Fight Scene Friday — “Zatoichi Challenged”

by Gabriel Valdez

Too often, we think the purpose of a fight is to best our opponent, to dominate, to prove we’re better. To win a fight best, however, is to not have to have it in the first place. There are times when it’s unavoidable, as in this scene from Zatoichi Challenged, but we have this idea that backing down, that begging, that reasoning is a cowardly option.

Zatoichi, the blind swordsman played by Shintaro Katsu in 26 films and a TV series, is not a samurai. He is legally restricted from carrying a katana. He carries a cane sword which breaks regularly. The character’s name is Ichi, his blindness at the time (in both the movie’s Edo Period and 1960s Japan) was considered a mental inferiority, and his rank within the society of the blind is the lowest possible: Zato. He is essentially a homeless wanderer.

Ichi often uses his place in society to linger and listen in on plots, villains barely even noticing someone who they consider inferior. He almost always ends up helping civilians who are being chased by gangsters or the government – often, there’s little difference between the two.

Japanese filmmaking after World War 2 was shaped by a cultural shame and self-judgment for blindly following Imperial edict into war, and – like many films of the time – it used historical drama to reflect on and criticize the attitudes that led them into unnecessary wars.

That brings us to Zatoichi Challenged and one of the most beautiful sword fights ever put to film. I can’t analyze the choreography as I often do because the sword styles at play are very different from what I’ve been trained in, but everything in the scene – the music, the sound, the franchise’s trademark underrated art design – frames this moment. Besides, it doesn’t rely on Ichi being the better swordsman, it relies on his being the better human being.

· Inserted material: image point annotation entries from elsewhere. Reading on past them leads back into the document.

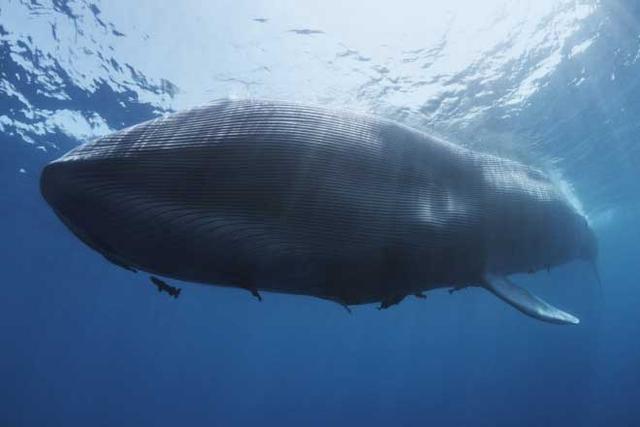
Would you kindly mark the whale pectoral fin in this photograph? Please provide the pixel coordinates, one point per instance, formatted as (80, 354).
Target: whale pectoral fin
(526, 302)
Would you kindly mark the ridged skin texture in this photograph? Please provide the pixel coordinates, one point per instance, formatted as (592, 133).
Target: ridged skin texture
(300, 199)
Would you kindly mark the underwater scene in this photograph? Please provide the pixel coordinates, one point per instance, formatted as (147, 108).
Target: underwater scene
(336, 213)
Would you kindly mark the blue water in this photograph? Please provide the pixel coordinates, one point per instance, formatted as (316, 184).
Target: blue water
(83, 342)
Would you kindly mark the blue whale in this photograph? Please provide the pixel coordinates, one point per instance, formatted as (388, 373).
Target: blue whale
(284, 197)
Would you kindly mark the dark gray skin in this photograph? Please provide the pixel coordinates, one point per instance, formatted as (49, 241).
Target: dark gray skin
(283, 197)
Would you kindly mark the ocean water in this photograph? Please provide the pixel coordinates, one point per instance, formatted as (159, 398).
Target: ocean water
(551, 83)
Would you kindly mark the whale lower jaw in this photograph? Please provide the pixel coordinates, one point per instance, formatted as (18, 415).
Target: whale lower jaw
(526, 302)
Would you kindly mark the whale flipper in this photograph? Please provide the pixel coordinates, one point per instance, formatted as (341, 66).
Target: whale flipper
(526, 302)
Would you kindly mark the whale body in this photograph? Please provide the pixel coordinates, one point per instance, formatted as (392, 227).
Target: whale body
(284, 197)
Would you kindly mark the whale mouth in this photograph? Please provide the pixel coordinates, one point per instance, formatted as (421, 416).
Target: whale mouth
(527, 303)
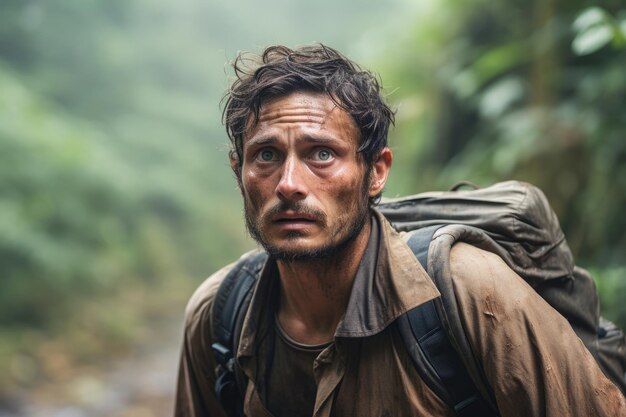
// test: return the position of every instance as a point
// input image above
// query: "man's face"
(304, 185)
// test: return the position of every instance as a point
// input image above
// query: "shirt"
(533, 360)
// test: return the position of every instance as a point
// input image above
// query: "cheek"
(253, 192)
(346, 193)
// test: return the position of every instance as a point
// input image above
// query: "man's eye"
(267, 155)
(322, 155)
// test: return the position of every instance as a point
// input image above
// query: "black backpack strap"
(429, 346)
(229, 309)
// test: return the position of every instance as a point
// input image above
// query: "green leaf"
(588, 18)
(592, 39)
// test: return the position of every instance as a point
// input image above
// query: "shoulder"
(483, 276)
(198, 310)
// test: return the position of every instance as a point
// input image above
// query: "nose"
(291, 186)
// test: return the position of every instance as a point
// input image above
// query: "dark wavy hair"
(280, 71)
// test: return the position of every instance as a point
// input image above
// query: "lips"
(293, 217)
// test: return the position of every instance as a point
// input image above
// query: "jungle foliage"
(116, 198)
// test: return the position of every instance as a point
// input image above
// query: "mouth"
(289, 217)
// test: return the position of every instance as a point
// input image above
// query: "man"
(309, 133)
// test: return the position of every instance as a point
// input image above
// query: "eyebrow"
(269, 140)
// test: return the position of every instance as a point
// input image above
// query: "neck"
(314, 294)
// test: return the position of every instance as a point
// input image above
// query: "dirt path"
(138, 385)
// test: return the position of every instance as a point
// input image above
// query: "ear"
(234, 165)
(380, 171)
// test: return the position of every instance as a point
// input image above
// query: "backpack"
(511, 219)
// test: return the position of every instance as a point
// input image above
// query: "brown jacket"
(533, 360)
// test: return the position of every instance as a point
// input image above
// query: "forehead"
(304, 111)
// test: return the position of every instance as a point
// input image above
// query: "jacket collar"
(389, 282)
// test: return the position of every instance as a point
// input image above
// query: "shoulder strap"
(429, 346)
(231, 303)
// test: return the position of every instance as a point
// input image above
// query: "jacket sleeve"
(195, 396)
(533, 360)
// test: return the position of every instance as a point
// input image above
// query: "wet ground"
(141, 384)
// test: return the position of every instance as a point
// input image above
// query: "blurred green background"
(116, 198)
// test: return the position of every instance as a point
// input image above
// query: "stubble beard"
(340, 239)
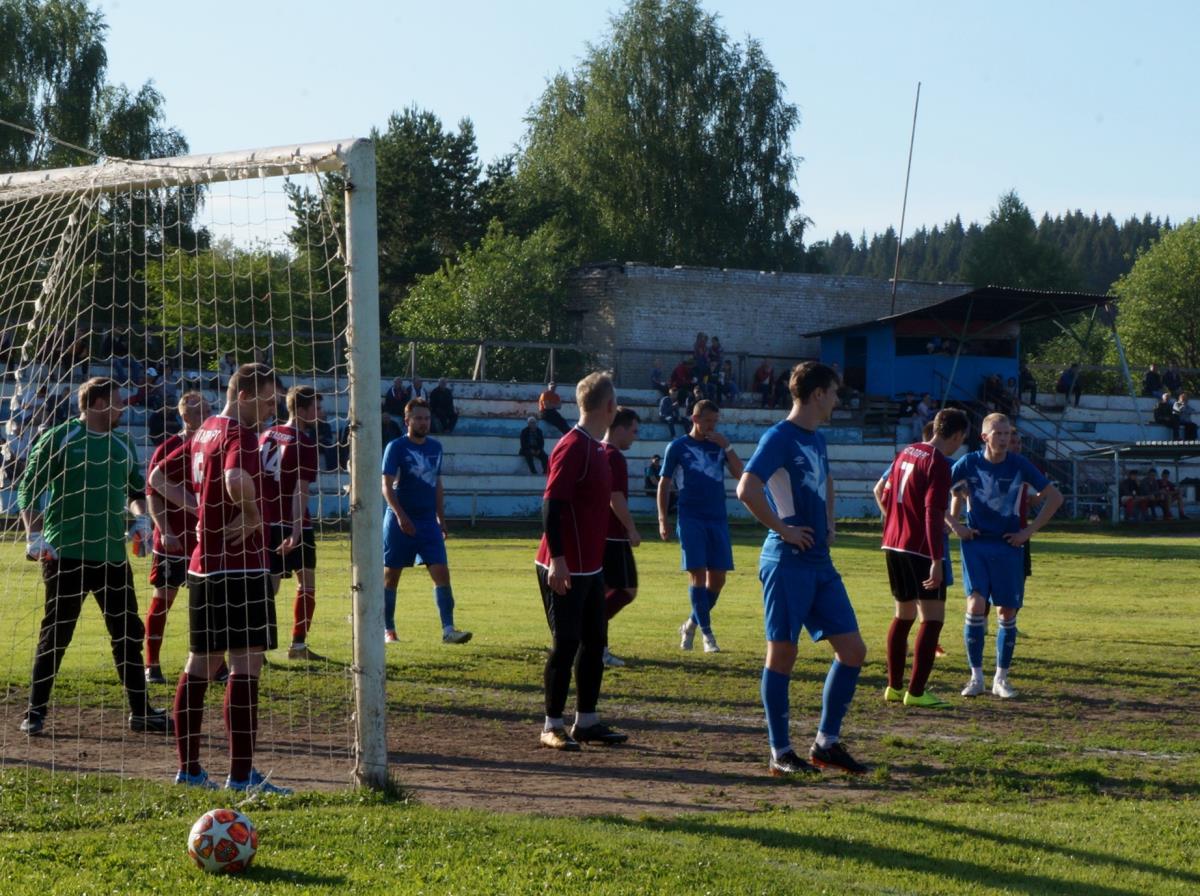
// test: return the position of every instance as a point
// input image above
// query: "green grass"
(1086, 785)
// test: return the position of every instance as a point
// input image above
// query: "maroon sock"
(616, 601)
(924, 653)
(241, 719)
(898, 650)
(189, 714)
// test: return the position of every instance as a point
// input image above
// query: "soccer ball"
(222, 841)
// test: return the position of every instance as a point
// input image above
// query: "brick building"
(628, 314)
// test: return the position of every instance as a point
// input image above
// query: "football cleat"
(1001, 687)
(199, 780)
(835, 757)
(257, 782)
(156, 721)
(687, 635)
(927, 701)
(598, 733)
(558, 739)
(790, 764)
(611, 660)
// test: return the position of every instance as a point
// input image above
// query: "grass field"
(1087, 783)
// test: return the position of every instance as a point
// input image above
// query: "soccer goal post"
(165, 275)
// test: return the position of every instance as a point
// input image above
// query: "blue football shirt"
(793, 464)
(994, 491)
(699, 471)
(417, 468)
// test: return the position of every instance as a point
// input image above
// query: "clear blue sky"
(1075, 104)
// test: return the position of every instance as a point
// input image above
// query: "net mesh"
(166, 289)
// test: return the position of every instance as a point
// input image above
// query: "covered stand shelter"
(1149, 451)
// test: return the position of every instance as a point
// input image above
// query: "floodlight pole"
(366, 499)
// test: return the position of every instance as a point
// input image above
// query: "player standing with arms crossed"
(915, 543)
(696, 463)
(414, 522)
(174, 537)
(787, 487)
(619, 570)
(231, 603)
(569, 566)
(288, 453)
(991, 483)
(89, 473)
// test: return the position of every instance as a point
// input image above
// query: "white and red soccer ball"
(222, 841)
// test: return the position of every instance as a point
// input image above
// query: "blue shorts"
(706, 543)
(995, 570)
(799, 595)
(426, 547)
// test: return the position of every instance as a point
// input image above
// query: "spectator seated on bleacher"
(1165, 415)
(1152, 382)
(1068, 384)
(1171, 493)
(549, 404)
(396, 397)
(1183, 412)
(1132, 500)
(442, 410)
(533, 445)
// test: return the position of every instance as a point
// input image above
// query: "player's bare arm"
(621, 509)
(389, 494)
(663, 498)
(240, 487)
(1051, 499)
(753, 494)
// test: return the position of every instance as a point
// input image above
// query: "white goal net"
(141, 288)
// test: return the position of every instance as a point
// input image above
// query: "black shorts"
(905, 575)
(168, 571)
(619, 570)
(303, 557)
(229, 612)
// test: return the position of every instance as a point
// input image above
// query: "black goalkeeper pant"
(67, 582)
(580, 630)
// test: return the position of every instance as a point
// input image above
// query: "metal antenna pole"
(904, 206)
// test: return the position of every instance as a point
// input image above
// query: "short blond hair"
(593, 391)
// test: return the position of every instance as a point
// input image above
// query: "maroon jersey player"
(231, 606)
(913, 541)
(288, 455)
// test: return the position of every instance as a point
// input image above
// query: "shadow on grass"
(892, 859)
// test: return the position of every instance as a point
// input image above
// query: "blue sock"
(444, 597)
(973, 633)
(1006, 639)
(389, 608)
(774, 702)
(699, 597)
(839, 691)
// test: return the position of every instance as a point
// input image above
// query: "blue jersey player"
(991, 482)
(787, 487)
(414, 523)
(696, 463)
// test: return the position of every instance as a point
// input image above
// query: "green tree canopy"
(1159, 301)
(669, 144)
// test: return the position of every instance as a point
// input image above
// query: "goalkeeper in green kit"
(88, 474)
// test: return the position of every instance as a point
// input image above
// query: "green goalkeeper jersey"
(88, 479)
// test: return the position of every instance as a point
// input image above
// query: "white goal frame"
(354, 158)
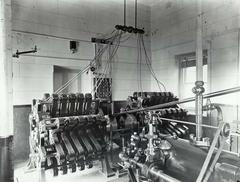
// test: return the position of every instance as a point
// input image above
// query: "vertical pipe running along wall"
(199, 71)
(6, 108)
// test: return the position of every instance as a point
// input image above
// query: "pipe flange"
(225, 130)
(198, 89)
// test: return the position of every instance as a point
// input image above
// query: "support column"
(198, 89)
(6, 93)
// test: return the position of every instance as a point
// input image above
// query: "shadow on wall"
(21, 133)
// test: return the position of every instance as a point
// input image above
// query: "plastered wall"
(51, 24)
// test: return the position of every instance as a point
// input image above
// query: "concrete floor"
(87, 175)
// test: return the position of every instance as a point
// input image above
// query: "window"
(187, 75)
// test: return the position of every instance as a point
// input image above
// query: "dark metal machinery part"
(70, 131)
(191, 99)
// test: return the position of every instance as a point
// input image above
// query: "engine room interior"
(120, 90)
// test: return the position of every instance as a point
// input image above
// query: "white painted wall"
(173, 27)
(64, 20)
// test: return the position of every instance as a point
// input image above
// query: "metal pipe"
(6, 106)
(190, 99)
(124, 12)
(157, 173)
(198, 90)
(136, 14)
(210, 153)
(188, 123)
(199, 61)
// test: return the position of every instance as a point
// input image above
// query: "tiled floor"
(88, 175)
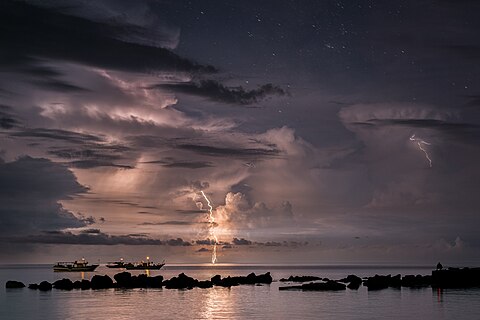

Half the fights you face, you don’t win because you’re the better fighter. You win because you’re the better thinker, or the better diplomat, or the better actor, or the better comedian. You win because you can defuse the tension, or reframe the worth of a fight, or find that one unexpected response that makes someone else hesitate. And occasionally, very occasionally, you can win a fight in the most legendary of ways – you can be the better person. Don’t get me wrong, it’s risky. It won’t always be your smartest option, but the fights you do win that way? You will not ever have to fight them again.

By the way, The Criterion Collection has made their remastered editions of all the Zatoichi movies available for free on Hulu. I can’t recommend them highly enough. (If they come up out of order, they’re all marked sequentially.) They are thrilling, they are touching, and they are an absolutely essential piece of cinematic history.